On Mar 4, 3:27*am, seventripleone wrote:
On Mar 2, 9:05*pm, Andy wrote:
Anyone that designed a system to transmit a critical parameter as a
fraction of a reference voltage but did not also provide the reference
voltage *to the receiving system would be better employed flipping
burgers. *In other words, a properly designed engine speed monitoring
system would be independent of the battery voltage.
RFI could have strange results though. *Maybe the incorrectly
installed capacitor allowed RF on the radio power line and that
coupled into the engine monitor.
I'd generally fully agree with you on this one, but there is no signal
outside of the electronics box (case mostly metal and made by Ilec
BTW). Except that you can connect an external voltmeter to act as RPM
indicator on older units and on new ones there is perhaps an internal
DVM module to do the same.
The box senses the RPM as ignition pulses via the earthing lines from
the two ignition modules (coils) and does the conversion internally.
Depending on said signal three LEDs are lit to indicate in which PRM
range (green, yellow, red) the engine is turning and the ignition is
switched off (earthed) when a threshold of ~7000 RPM is exceeded.
The above does contain some informal reverse engineering concerning
the internal workings of the box on my side to be honest but i'd
happily buy you all a round if i'm wrong.
(IMHO it's much better to try to contain the RF in the radio and
antenna cable than try to harden everything in the glider against it.
Otherwise i'd end up with tinfoil around my b**** :-)
Thanks for the replies, - at least the reasoned and helpful ones. I
am at Seminole Lake and spent a half hour yesterday with the very well
informed TA discussing the mystery. Additional information, that may
be relevant:
• I don't know if the problem has existed from the beginning, as with
the engine running I can't hear myself think. It was only recently,
while flying with a friend, I got low and advised I was going to light
the engine. He asked me to advise him when it was running, and so
even though I knew I would not hear a reply, when it lit as it very
reliably has, I pressed the PTT and had an Oh Sh*t moment. I released
the button and the engine caught again.
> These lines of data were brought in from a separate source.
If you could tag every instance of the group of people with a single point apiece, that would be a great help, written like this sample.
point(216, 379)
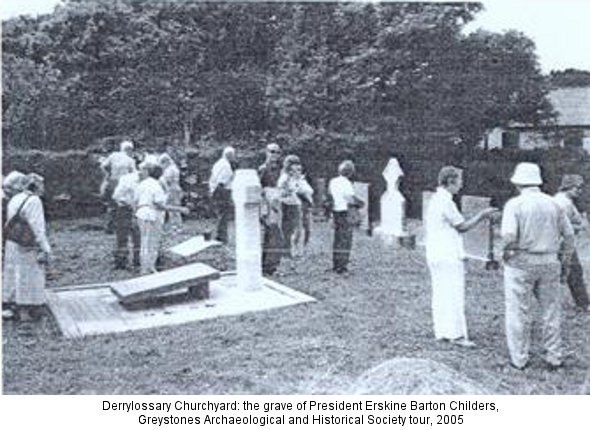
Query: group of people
point(537, 230)
point(538, 252)
point(287, 200)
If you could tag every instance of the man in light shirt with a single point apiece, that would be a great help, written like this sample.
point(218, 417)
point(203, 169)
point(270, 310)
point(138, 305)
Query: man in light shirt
point(222, 175)
point(570, 189)
point(536, 235)
point(344, 199)
point(114, 167)
point(445, 257)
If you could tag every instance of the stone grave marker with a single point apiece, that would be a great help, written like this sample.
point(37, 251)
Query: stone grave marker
point(393, 205)
point(247, 197)
point(361, 189)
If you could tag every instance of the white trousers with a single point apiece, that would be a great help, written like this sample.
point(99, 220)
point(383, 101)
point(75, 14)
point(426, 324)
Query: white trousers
point(448, 299)
point(150, 232)
point(521, 285)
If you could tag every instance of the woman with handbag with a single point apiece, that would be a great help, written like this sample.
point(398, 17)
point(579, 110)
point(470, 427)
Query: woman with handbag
point(292, 188)
point(26, 252)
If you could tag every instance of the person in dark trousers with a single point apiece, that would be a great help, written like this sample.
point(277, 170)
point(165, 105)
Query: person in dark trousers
point(343, 202)
point(220, 182)
point(273, 241)
point(570, 189)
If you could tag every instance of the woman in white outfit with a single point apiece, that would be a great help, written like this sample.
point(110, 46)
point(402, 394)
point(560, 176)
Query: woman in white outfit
point(170, 180)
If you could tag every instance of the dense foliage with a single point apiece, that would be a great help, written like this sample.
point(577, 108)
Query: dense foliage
point(197, 72)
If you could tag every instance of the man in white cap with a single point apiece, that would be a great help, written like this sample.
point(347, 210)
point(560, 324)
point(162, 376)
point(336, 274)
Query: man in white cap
point(222, 175)
point(114, 167)
point(536, 236)
point(569, 190)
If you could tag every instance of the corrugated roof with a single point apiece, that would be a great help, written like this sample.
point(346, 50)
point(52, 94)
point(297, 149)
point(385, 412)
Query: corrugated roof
point(572, 105)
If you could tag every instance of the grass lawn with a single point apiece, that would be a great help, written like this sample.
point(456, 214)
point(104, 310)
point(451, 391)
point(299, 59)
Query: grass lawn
point(380, 311)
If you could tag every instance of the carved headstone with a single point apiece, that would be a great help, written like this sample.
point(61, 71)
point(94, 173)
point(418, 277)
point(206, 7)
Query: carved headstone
point(476, 241)
point(361, 190)
point(393, 204)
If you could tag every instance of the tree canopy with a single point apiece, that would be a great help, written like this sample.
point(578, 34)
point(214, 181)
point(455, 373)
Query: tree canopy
point(185, 70)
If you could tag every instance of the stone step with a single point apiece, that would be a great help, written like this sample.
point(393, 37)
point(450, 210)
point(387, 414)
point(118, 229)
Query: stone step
point(194, 276)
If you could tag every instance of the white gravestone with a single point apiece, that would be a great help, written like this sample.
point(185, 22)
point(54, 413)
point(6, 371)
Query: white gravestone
point(476, 241)
point(361, 190)
point(392, 204)
point(247, 195)
point(426, 196)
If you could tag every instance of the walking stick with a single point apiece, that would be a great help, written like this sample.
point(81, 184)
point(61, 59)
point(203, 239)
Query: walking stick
point(492, 263)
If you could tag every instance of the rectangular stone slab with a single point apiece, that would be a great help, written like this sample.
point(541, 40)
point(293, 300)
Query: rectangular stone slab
point(193, 246)
point(163, 282)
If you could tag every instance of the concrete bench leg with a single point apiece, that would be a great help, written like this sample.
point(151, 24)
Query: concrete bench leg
point(199, 291)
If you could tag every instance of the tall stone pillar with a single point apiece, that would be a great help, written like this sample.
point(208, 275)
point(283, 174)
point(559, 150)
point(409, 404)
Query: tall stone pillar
point(392, 225)
point(246, 194)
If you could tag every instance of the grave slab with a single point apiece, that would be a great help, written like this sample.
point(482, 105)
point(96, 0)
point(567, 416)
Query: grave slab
point(193, 246)
point(87, 310)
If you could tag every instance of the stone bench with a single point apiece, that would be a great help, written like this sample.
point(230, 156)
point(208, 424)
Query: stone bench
point(195, 277)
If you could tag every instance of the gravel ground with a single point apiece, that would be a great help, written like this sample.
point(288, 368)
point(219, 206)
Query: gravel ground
point(379, 312)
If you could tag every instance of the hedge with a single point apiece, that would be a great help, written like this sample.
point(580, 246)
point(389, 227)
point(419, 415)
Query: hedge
point(73, 177)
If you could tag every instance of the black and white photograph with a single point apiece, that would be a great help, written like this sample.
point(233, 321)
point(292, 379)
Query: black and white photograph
point(295, 198)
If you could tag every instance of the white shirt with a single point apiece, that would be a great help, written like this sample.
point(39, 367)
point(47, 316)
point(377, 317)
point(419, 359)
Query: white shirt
point(221, 174)
point(32, 211)
point(126, 189)
point(170, 178)
point(342, 193)
point(118, 164)
point(149, 193)
point(443, 240)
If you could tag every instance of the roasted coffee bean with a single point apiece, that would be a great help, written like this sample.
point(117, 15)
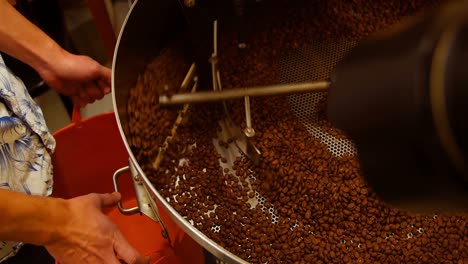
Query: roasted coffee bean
point(322, 210)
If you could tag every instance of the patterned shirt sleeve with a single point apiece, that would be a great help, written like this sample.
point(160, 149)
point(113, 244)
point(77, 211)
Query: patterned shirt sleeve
point(25, 145)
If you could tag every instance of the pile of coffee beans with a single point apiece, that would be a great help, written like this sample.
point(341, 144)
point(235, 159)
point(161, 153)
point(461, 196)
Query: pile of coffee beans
point(300, 203)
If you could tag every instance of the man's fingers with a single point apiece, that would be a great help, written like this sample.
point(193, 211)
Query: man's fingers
point(109, 199)
point(127, 252)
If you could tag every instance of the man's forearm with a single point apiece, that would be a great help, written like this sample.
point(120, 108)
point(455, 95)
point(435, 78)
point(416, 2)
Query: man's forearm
point(31, 219)
point(24, 41)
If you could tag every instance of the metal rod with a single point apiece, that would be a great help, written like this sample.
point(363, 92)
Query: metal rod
point(188, 77)
point(214, 55)
point(207, 96)
point(249, 131)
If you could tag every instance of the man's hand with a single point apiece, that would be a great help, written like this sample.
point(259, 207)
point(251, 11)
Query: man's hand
point(79, 77)
point(90, 237)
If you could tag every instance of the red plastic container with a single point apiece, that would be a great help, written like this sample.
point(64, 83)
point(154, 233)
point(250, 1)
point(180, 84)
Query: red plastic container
point(88, 153)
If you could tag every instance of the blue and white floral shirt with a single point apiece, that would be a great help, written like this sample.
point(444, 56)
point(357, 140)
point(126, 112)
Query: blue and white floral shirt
point(25, 146)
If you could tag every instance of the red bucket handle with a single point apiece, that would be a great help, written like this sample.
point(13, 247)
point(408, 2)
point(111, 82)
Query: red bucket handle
point(76, 115)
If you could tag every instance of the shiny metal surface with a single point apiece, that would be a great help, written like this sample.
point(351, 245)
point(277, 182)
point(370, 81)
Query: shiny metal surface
point(145, 30)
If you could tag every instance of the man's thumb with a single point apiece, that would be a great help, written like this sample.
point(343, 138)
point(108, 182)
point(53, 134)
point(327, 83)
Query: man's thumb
point(109, 199)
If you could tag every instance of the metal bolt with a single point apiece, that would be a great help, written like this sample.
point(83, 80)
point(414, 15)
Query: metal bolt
point(242, 45)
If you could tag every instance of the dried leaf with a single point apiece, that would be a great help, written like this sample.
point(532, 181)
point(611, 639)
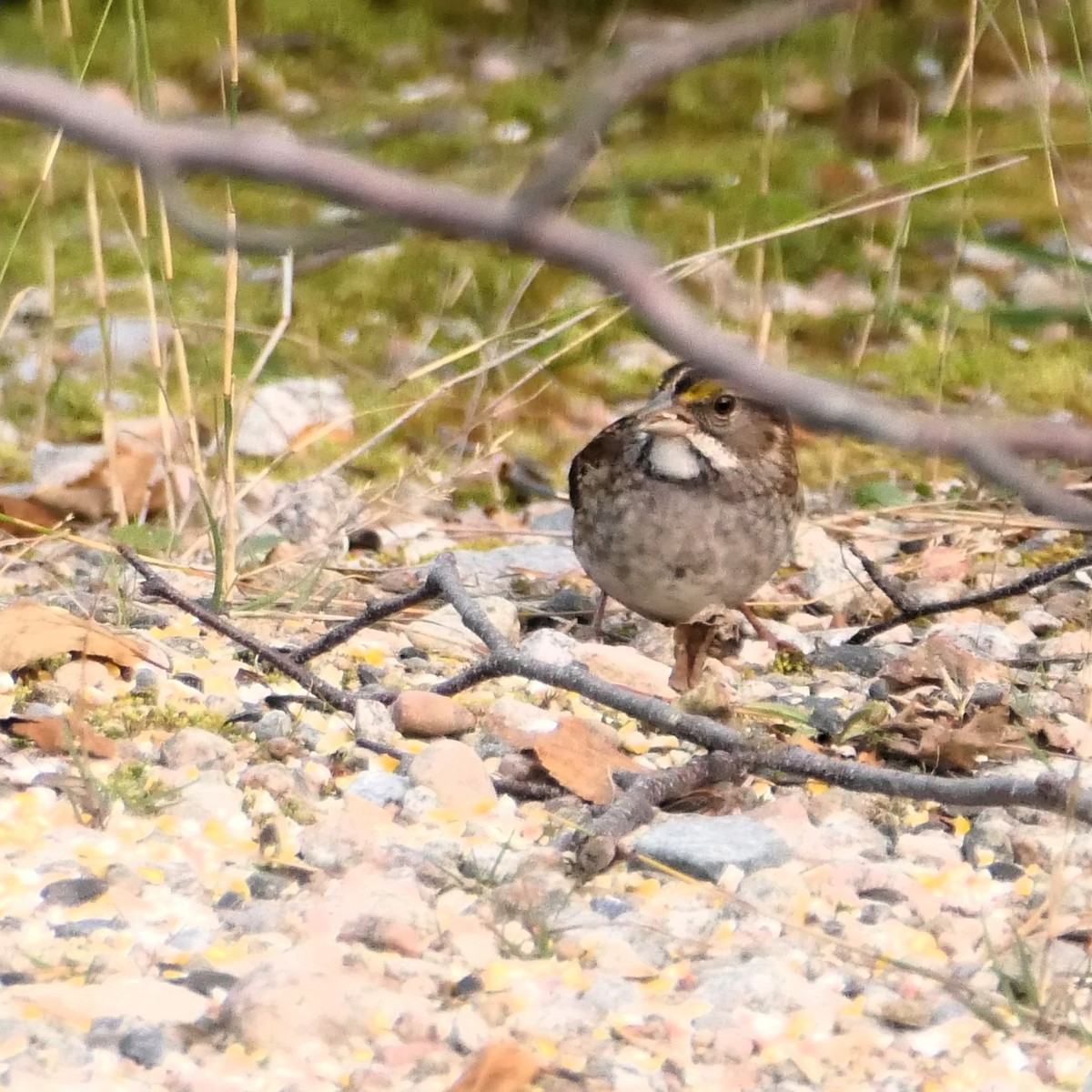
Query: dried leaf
point(1069, 734)
point(581, 760)
point(500, 1067)
point(937, 660)
point(30, 632)
point(986, 735)
point(27, 511)
point(57, 735)
point(940, 563)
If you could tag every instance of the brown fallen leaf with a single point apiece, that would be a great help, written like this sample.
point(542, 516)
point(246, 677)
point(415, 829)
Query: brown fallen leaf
point(500, 1067)
point(30, 632)
point(581, 760)
point(938, 659)
point(25, 511)
point(944, 562)
point(959, 747)
point(91, 496)
point(57, 735)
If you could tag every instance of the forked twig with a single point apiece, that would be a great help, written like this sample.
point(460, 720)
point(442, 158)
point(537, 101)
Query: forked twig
point(911, 612)
point(1049, 792)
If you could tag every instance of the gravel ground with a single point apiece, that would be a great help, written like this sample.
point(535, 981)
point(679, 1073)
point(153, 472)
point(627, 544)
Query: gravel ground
point(240, 898)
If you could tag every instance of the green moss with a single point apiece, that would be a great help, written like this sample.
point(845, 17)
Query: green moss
point(139, 790)
point(126, 718)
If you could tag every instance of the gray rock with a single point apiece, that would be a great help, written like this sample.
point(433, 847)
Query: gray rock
point(704, 845)
point(611, 993)
point(130, 339)
point(263, 885)
point(971, 292)
point(207, 797)
point(197, 747)
point(550, 645)
point(561, 520)
point(372, 722)
point(378, 786)
point(491, 571)
point(980, 638)
point(988, 839)
point(146, 1046)
point(74, 893)
point(276, 723)
point(760, 986)
point(1041, 622)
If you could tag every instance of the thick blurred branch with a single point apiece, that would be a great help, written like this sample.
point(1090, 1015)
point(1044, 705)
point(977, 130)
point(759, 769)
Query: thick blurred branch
point(170, 152)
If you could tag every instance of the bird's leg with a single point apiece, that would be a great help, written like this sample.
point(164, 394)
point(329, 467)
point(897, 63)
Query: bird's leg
point(601, 610)
point(693, 642)
point(763, 633)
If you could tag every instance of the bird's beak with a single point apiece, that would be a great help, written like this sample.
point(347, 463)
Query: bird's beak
point(665, 423)
point(661, 416)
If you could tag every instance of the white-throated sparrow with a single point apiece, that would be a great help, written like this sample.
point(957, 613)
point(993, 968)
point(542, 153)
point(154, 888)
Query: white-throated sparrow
point(682, 509)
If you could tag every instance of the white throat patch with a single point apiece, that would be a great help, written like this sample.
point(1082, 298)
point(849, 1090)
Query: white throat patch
point(715, 453)
point(672, 458)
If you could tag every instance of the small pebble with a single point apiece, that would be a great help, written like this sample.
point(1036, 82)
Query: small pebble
point(456, 774)
point(74, 893)
point(147, 1046)
point(418, 713)
point(197, 747)
point(378, 786)
point(704, 845)
point(277, 722)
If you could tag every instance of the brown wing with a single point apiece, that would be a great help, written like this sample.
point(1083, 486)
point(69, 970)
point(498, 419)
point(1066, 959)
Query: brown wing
point(598, 457)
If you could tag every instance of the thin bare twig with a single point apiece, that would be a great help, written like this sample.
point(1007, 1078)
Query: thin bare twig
point(911, 612)
point(173, 151)
point(1049, 792)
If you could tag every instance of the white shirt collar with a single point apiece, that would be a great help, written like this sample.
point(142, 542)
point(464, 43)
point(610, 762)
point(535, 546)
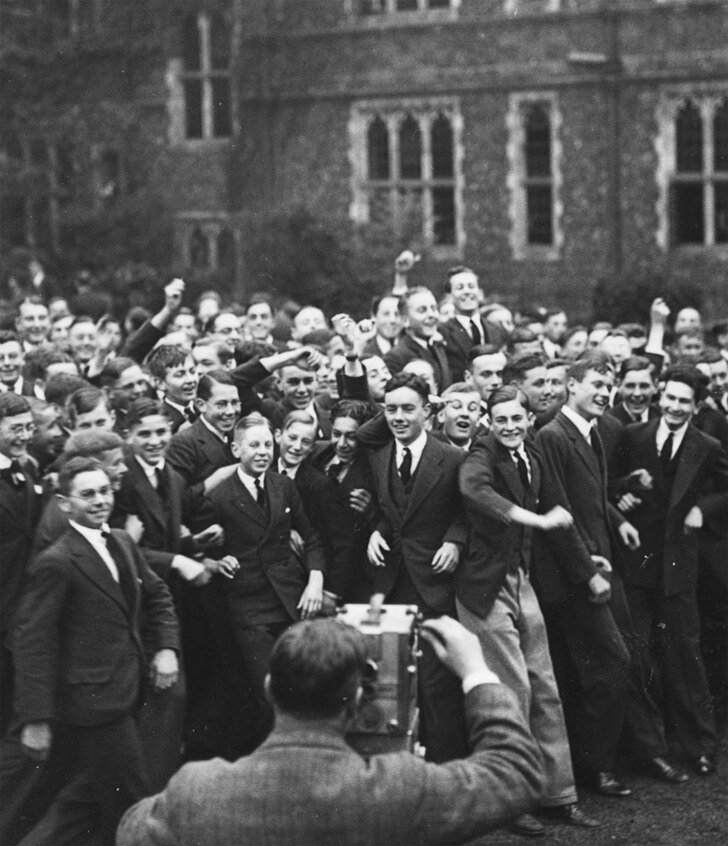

I again tried to transmit,
and the engine died. The following day I verified while just off tow
that each push killed the engine.
• I did not look for the effect on the LED's which might have been
showing an 'overspeed' signal
• I tried the PTT when the radio was removed for the recall, and there
was no effect
• I don't have the knowledge to trace ground leads and the like, and
so did not
TA theorized, if I can explain it accurately, that RF interference was
picked up by the wires from the rev sensor and the sensing unit
interpreted these as excess RPM, and grounded the magneto. This is
similar to the speculation from seventripleone. 711 has offered me
his unrepaired radio to try to again induce the problem, and eliminate
the possibility that it arose from frayed wires in the harness.
Me, I like the explanation that I let the smoke out. Thanks all.